Alas, I hear the school has relaxed its standards considerably these days.

Regarding this case, I think the issue is more direct than last year's exams vs. this year's exams:

With courses being remote last spring because of the pandemic, Berkovitz included strict instructions with his April 2021 midterm exam and May 2021 final exam, Hankin said. In addition to forbidding students from using any class materials, notes or online resources while taking the tests, the professor instructed students that they were "prohibited from copying any part of the exam." Nevertheless, as students were taking those exams, questions from both tests were posted on Course Hero with requests for help answering them, Hankin said.
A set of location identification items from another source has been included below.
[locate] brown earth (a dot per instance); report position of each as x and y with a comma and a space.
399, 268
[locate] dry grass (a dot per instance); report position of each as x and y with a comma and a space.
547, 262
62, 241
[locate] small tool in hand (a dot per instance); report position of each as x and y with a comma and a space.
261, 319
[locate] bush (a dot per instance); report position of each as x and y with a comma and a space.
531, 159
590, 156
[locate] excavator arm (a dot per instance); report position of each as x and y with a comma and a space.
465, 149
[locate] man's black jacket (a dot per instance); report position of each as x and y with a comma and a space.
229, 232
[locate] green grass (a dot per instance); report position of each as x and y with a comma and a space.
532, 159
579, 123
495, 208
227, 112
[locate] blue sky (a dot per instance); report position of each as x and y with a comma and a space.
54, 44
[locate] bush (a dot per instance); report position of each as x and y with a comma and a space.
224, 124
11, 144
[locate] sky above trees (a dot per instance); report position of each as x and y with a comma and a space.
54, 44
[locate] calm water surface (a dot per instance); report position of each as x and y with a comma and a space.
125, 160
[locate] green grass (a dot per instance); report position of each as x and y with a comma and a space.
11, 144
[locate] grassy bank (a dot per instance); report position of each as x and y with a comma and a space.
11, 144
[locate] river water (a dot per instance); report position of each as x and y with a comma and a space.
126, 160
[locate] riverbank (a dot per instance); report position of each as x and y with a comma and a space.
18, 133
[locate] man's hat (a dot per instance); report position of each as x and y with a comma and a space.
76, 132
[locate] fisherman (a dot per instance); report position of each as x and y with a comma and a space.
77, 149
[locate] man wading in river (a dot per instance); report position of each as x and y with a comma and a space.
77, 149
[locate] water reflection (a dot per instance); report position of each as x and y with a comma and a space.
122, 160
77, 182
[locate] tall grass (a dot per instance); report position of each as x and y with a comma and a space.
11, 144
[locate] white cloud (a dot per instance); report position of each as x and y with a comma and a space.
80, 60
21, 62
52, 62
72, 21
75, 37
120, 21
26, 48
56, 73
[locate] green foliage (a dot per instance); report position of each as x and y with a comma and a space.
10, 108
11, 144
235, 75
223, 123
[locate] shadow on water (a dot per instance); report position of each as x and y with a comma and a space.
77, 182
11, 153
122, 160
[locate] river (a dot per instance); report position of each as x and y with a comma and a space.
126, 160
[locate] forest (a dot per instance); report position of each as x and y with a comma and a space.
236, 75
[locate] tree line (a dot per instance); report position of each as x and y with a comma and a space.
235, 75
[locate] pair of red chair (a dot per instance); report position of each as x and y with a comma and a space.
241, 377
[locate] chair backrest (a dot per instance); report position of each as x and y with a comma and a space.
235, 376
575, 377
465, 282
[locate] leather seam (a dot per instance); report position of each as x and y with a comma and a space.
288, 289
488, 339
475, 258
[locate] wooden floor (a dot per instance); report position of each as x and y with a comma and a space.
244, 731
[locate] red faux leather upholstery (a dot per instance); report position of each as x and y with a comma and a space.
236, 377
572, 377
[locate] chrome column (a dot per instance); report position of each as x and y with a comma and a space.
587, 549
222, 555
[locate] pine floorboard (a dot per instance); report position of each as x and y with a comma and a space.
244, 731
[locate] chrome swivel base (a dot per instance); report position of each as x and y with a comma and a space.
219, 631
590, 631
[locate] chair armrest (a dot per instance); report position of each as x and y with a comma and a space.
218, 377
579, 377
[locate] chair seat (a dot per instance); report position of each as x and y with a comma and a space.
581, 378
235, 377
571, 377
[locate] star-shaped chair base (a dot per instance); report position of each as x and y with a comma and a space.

If that's true, the issue isn't so much sharing the exams (although that may be the hook for the copyright lawsuit.) It's that the students were posting the questions so they could cheat on the exam while they were taking it.

Douglas B. Levene said...

@Dave Begley: Yale LS supposedly gave up grades a long time ago. Instead, it uses a Honors/Pass/Low Pass/Fail system. Yet somehow, every year, someone is the top student at Yale, and everyone knows who that is, and they get a Supreme Court clerkship and other honors. It's such a mystery.

Josephbleau said...

"Who grades exams and give a C as a way to say this was average?"

In STEM grad school a B is a way of telling you that you had best go home and feed the chickens, and save some tuition money. You can get one and survive, perhaps. Most of my classes were not curved, but had a >90% = A standard. I suspect that there was some minor creative grading done when the whole class busted a final.

Josephbleau said...

I am surprised that Course Hero is so willing to comply with the subpoena. It seems that their business model is enabling cheating, and giving out names will kill that.